Durante la sesión de trabajo, el consejero ha recogido las principales demandas de los Colegios Profesionales Veterinarios. Uno de los puntos más críticos analizados ha sido la notable falta de relevo generacional. También las dificultades de los veterinarios de campo que trabajan de forma directa con animales de producción en el medio rural.
Ante esta situación, el sector ha exigido a la Administración el diseño de medidas de apoyo específicas para el veterinario rural, un pilar básico para la detección temprana de patologías y el asesoramiento técnico continuo en las explotaciones de la provincia de Zamora y el resto de la región.
Alerta ganadera por las enfermedades emergentes
La reunión ha prestado especial atención a la reciente aparición de focos de enfermedades complejas que mantienen en guardia a los servicios oficiales y al sector avícola y ganadero.

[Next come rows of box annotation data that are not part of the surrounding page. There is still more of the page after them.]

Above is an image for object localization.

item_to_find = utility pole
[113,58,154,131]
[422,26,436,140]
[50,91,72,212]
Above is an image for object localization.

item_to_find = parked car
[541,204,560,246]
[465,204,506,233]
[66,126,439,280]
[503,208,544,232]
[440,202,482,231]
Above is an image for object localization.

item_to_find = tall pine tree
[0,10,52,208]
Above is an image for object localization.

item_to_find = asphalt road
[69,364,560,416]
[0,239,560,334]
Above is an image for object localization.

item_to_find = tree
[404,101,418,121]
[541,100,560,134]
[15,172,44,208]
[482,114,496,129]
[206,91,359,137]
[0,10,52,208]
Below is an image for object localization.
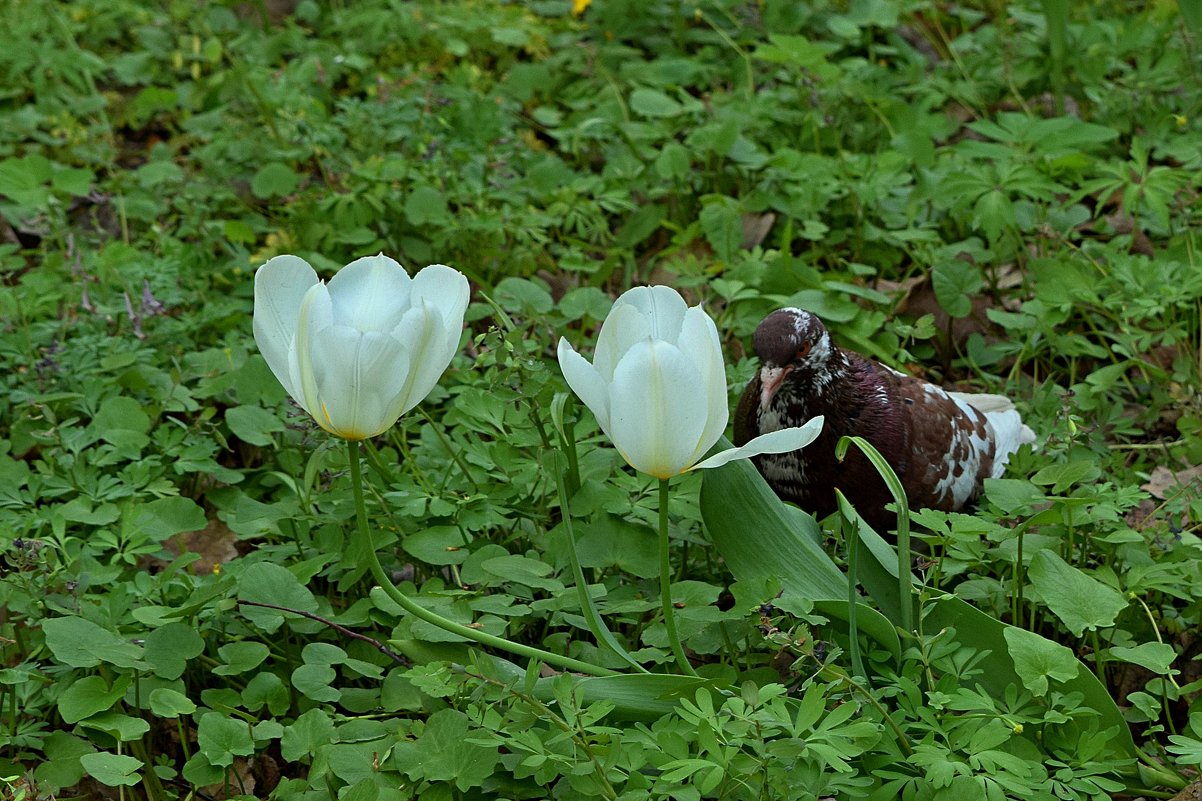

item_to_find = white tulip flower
[254,254,469,440]
[559,286,822,480]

Entre ellas, la peste porcina africana, la Dermatosis Nodular Contagiosa o los focos de la enfermedad de Newcastle localizados en la provincia de Valladolid.

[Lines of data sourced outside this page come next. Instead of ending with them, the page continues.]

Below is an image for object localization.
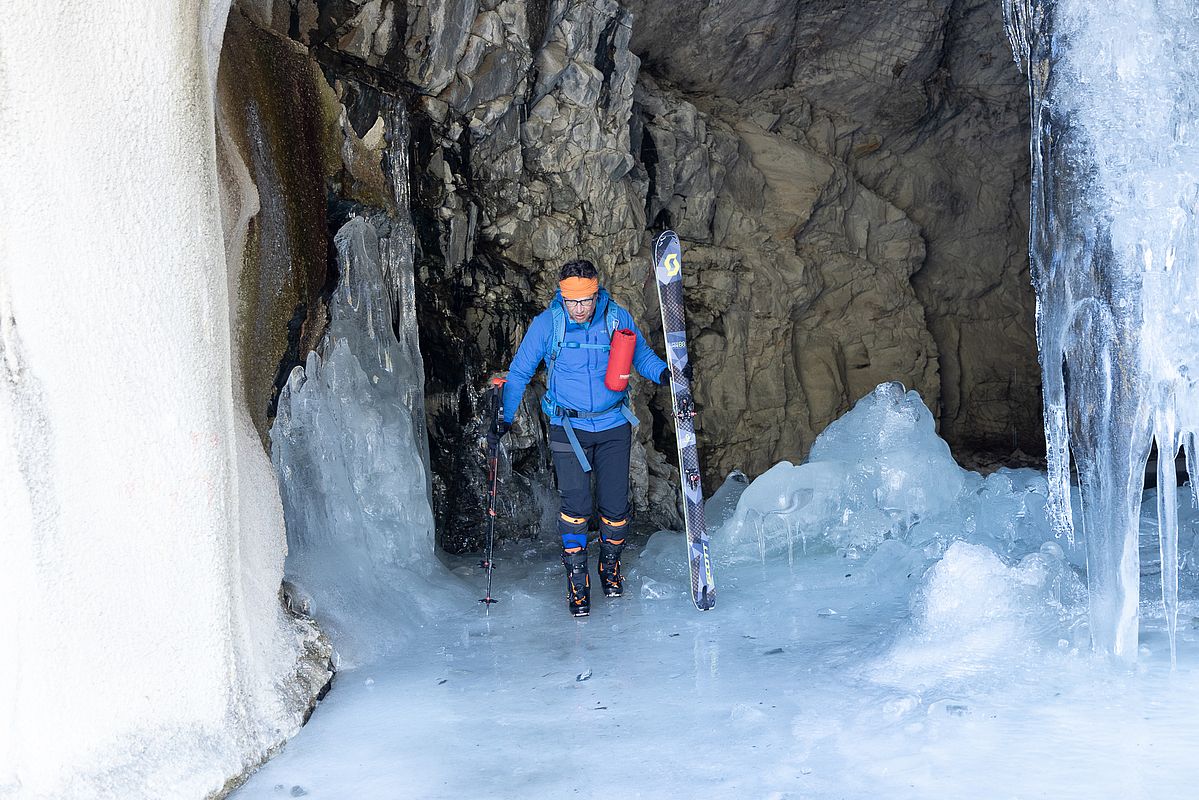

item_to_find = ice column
[0,0,319,799]
[1005,0,1199,658]
[271,206,447,663]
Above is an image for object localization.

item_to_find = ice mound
[719,383,992,559]
[911,541,1086,650]
[874,541,1090,687]
[271,217,456,664]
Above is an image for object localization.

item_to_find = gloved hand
[658,361,695,385]
[487,420,512,450]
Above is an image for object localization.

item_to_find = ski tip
[653,228,679,261]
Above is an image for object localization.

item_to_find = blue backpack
[541,297,638,473]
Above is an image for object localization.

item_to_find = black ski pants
[549,422,633,551]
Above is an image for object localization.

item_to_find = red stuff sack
[603,329,637,392]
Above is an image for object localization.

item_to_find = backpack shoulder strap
[604,297,620,338]
[546,302,566,389]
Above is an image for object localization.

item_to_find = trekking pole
[478,378,507,607]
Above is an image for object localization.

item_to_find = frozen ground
[234,385,1199,800]
[235,536,1199,800]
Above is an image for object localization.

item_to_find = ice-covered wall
[1005,0,1199,658]
[0,0,320,798]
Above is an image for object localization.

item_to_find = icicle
[1155,411,1179,668]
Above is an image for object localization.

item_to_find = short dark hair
[558,258,600,281]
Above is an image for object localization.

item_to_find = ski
[653,230,716,610]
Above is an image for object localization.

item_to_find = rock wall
[229,0,1041,549]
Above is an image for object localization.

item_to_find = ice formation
[0,0,320,798]
[235,384,1199,800]
[1005,0,1199,658]
[271,217,454,666]
[715,383,1052,561]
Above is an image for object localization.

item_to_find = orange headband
[558,278,600,300]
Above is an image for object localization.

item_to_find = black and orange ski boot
[600,515,628,597]
[600,539,625,597]
[562,547,591,616]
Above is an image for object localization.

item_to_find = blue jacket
[504,289,667,432]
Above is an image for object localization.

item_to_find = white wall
[0,0,321,798]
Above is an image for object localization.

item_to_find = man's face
[566,295,596,325]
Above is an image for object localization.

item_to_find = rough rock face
[226,0,1041,549]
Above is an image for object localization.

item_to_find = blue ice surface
[233,384,1199,800]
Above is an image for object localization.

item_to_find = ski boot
[600,539,625,597]
[562,548,591,616]
[600,515,628,597]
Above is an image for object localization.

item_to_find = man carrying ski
[489,260,669,616]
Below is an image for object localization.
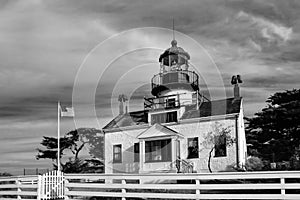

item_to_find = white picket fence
[0,171,300,200]
[65,171,300,200]
[38,171,65,200]
[0,171,65,200]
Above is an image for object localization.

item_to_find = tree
[246,89,300,166]
[201,122,235,173]
[36,128,104,173]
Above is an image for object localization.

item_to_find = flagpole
[57,101,60,171]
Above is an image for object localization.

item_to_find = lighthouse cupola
[151,39,199,97]
[144,39,203,116]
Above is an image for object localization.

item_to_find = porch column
[139,140,145,172]
[171,137,177,169]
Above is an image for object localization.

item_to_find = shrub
[245,157,264,171]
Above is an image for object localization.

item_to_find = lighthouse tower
[144,39,203,124]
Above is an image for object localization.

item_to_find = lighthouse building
[103,40,247,174]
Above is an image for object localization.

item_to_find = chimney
[231,75,243,99]
[118,94,127,115]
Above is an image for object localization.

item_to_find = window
[145,139,171,162]
[187,137,199,159]
[151,111,177,124]
[113,144,122,163]
[166,98,176,108]
[215,136,227,157]
[133,143,140,162]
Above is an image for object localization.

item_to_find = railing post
[280,177,285,199]
[195,178,200,200]
[122,179,126,200]
[64,179,69,200]
[37,175,42,200]
[16,179,22,199]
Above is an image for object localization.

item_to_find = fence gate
[38,171,65,200]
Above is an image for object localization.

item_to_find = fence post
[122,179,126,200]
[16,179,22,199]
[37,175,42,200]
[64,179,69,200]
[195,178,200,200]
[280,177,285,199]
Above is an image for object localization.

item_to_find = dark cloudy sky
[0,0,300,174]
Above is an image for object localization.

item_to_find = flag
[60,107,75,117]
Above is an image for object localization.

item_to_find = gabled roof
[137,124,182,139]
[103,110,148,129]
[103,98,242,131]
[181,98,242,119]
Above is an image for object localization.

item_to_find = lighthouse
[103,37,247,174]
[144,39,204,124]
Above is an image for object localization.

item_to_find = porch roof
[103,98,242,131]
[137,124,183,139]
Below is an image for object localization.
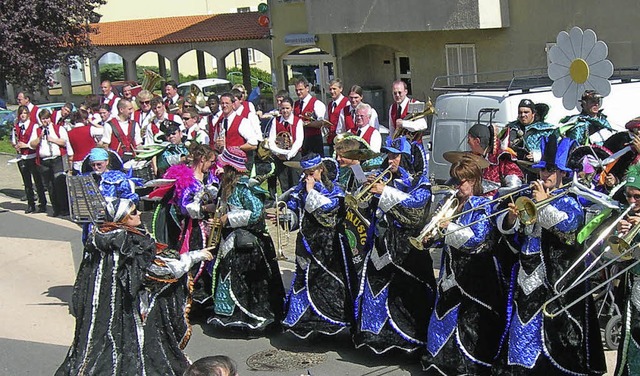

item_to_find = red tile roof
[91,12,269,46]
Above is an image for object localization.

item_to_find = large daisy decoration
[548,26,613,110]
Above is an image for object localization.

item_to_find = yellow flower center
[569,59,589,84]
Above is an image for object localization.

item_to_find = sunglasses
[624,192,640,201]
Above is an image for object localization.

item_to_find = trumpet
[207,199,224,248]
[392,98,436,141]
[607,220,640,261]
[344,166,393,209]
[409,190,459,251]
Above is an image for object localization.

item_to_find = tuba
[409,189,458,251]
[392,98,436,141]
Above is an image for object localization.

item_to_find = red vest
[240,101,251,119]
[109,119,136,156]
[350,127,376,145]
[342,106,358,134]
[207,114,223,149]
[68,125,96,162]
[133,110,152,126]
[36,124,67,157]
[276,115,300,144]
[216,115,247,148]
[327,96,349,144]
[14,119,36,155]
[293,97,322,137]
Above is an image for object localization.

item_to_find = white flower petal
[547,63,569,81]
[589,60,613,78]
[580,29,597,59]
[584,41,609,65]
[551,75,573,98]
[586,76,611,97]
[569,26,584,58]
[556,31,576,61]
[562,81,582,110]
[549,45,571,68]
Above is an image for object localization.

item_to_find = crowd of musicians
[14,79,640,375]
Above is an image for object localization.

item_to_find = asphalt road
[0,155,615,376]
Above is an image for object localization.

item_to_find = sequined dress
[354,167,436,353]
[282,182,355,338]
[55,224,208,376]
[423,196,506,375]
[208,177,284,330]
[493,190,606,375]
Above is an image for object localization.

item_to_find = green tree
[0,0,106,90]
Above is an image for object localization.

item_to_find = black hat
[518,99,536,112]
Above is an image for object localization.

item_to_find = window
[446,44,477,85]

En este sentido, la Junta ha coincidido con los profesionales en que todos los asuntos técnicos deben abordarse bajo la más estricta evidencia científica. Asimismo, ante las nuevas competencias de la Consejería en materia de caza y pesca, se reforzará el seguimiento epidemiológico de la fauna silvestre. El objetivo es proteger los logros alcanzados en las campañas de saneamiento ganadero tradicionales.
Otro aspecto normativo de gran relevancia puesto sobre la mesa ha sido el actual reglamento sobre medicamentos veterinarios. Joaquín Antonio Pino ha abogado por facilitar la labor diaria de los clínicos. Un criterio que permitirá que puedan ejercer su actividad diaria prescribiendo fármacos bajo su criterio técnico y con un enfoque orientado al servicio directo al ciudadano.